MHB You're welcome, happy to help!

[Joppy]

Loosely speaking, we say that periodic orbits are 'dense' if given any $\epsilon$-neighborhood, there exists at least one periodic point in that neighborhood for any $\epsilon > 0$.

Is there any requirement for these periodic points to be unique?

For example, what if every neighborhood contains a periodic point (that we know about) which is part of the same periodic orbit. Do we still say that orbits are dense? Or are they dense in a trivial sense.

Thanks!

 

[S.G. Janssens]

Loosely speaking, we say that periodic orbits are 'dense' if given any $\epsilon$-neighborhood, there exists at least one periodic point in that neighborhood for any $\epsilon > 0$.

For concreteness, is your setting a discrete dynamical system represented by an iterated map $f$ on $\mathbb{R}^n$ or, more generally, on some complete metric space? It does not matter that much, though: For a flow, the ideas are similar.

Yes, periodic orbits of $f$ are dense if given any point $\mathbf{x} \in \mathbb{R}^n$ and any $\epsilon > 0$, there exists a periodic point $\mathbf{y} \in \mathbb{R}^n$ of $f$ (of course $\mathbf{y}$ lies on some periodic orbit) such that $\|\mathbf{x} - \mathbf{y}\| < \epsilon$. In other words, the set consisting of the union of all periodic orbits of $f$ is dense in $\mathbb{R}^n$ in the ordinary sense.

Is there any requirement for these periodic points to be unique?

No, quite the opposite.
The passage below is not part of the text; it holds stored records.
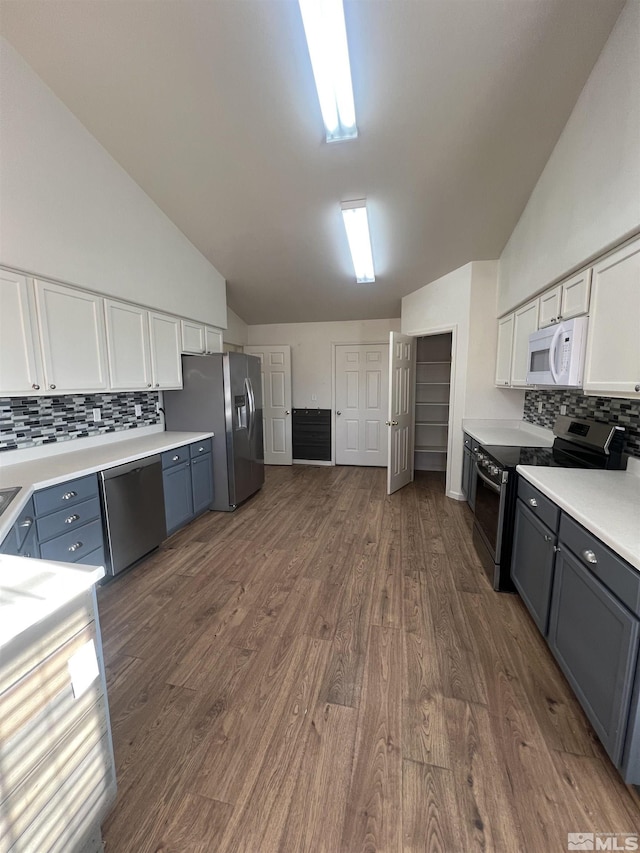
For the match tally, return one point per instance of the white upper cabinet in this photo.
(165, 341)
(613, 339)
(566, 300)
(20, 361)
(72, 335)
(503, 355)
(525, 321)
(212, 340)
(193, 339)
(128, 346)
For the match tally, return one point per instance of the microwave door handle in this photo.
(553, 352)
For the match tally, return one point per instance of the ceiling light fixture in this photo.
(356, 224)
(326, 34)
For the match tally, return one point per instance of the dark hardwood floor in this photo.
(327, 669)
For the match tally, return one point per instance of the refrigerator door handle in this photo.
(252, 405)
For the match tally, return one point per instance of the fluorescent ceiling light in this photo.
(356, 223)
(327, 41)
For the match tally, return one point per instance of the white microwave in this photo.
(556, 354)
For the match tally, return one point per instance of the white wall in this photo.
(237, 332)
(68, 211)
(464, 301)
(588, 196)
(311, 351)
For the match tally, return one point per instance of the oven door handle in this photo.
(489, 482)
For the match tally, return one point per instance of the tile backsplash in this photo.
(624, 412)
(30, 421)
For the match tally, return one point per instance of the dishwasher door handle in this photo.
(129, 467)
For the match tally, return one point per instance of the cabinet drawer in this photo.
(199, 447)
(170, 458)
(68, 519)
(540, 506)
(71, 547)
(617, 575)
(24, 523)
(66, 494)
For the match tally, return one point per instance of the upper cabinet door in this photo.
(20, 362)
(193, 337)
(613, 343)
(550, 304)
(72, 333)
(524, 323)
(128, 346)
(575, 295)
(503, 355)
(165, 351)
(212, 340)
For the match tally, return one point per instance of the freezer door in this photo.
(238, 417)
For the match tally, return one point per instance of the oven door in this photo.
(489, 513)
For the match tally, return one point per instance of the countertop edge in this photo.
(586, 520)
(82, 577)
(16, 506)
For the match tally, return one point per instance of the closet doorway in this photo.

Let $\mathbf{x}$ and $\epsilon > 0$ be given. Assume that $\mathbf{x}$ itself is not periodic. (This is always possible, unless the whole phase space consists of periodic points.) Suppose it happens that $\mathbf{y}$ is the unique periodic point in the $\epsilon$-ball centered at $\mathbf{x}$. Then the ball centered at $\mathbf{x}$ with radius $\frac{1}{2}\|\mathbf{x} - \mathbf{y}\| > 0$ does not contain any periodic points, which contradicts density.

For example, what if every neighborhood contains a periodic point (that we know about) which is part of the same periodic orbit. Do we still say that orbits are dense? Or are they dense in a trivial sense.

Sure we still say that periodic orbits are dense. In fact, the property you mention now is stronger than what you mentioned at the beginning: Now, one periodic orbit has to do the job of being dense in the phase space, whereas before it was only required that all periodic orbits together form a dense union.

Addition: Note that for the case of $\mathbb{R}^n$, a single periodic orbit cannot be dense. (In the general metric case, it is different.)

 

[Joppy]

Thanks a lot for the informative response, and apologies for my late one!

For concreteness, is your setting a discrete dynamical system represented by an iterated map $f$ on $\mathbb{R}^n$ or, more generally, on some complete metric space? It does not matter that much, though: For a flow, the ideas are similar.

Not quite $\mathbb{R}^n$, although I was assuming this in my question to make sure I see the other half of the story..

No, quite the opposite. Let $\mathbf{x}$ and $\epsilon > 0$ be given. Assume that $\mathbf{x}$ itself is not periodic. (This is always possible, unless the whole phase space consists of periodic points.) Suppose it happens that $\mathbf{y}$ is the unique periodic point in the $\epsilon$-ball centered at $\mathbf{x}$. Then the ball centered at $\mathbf{x}$ with radius $\frac{1}{2}\|\mathbf{x} - \mathbf{y}\| > 0$ does not contain any periodic points, which contradicts density.

Sure we still say that periodic orbits are dense. In fact, the property you mention now is stronger than what you mentioned at the beginning: Now, one periodic orbit has to do the job of being dense in the phase space, whereas before it was only required that all periodic orbits together form a dense union.

Addition: Note that for the case of $\mathbb{R}^n$, a single periodic orbit cannot be dense. (In the general metric case, it is different.)

This makes sense! An easy to understand argument indeed. Thanks.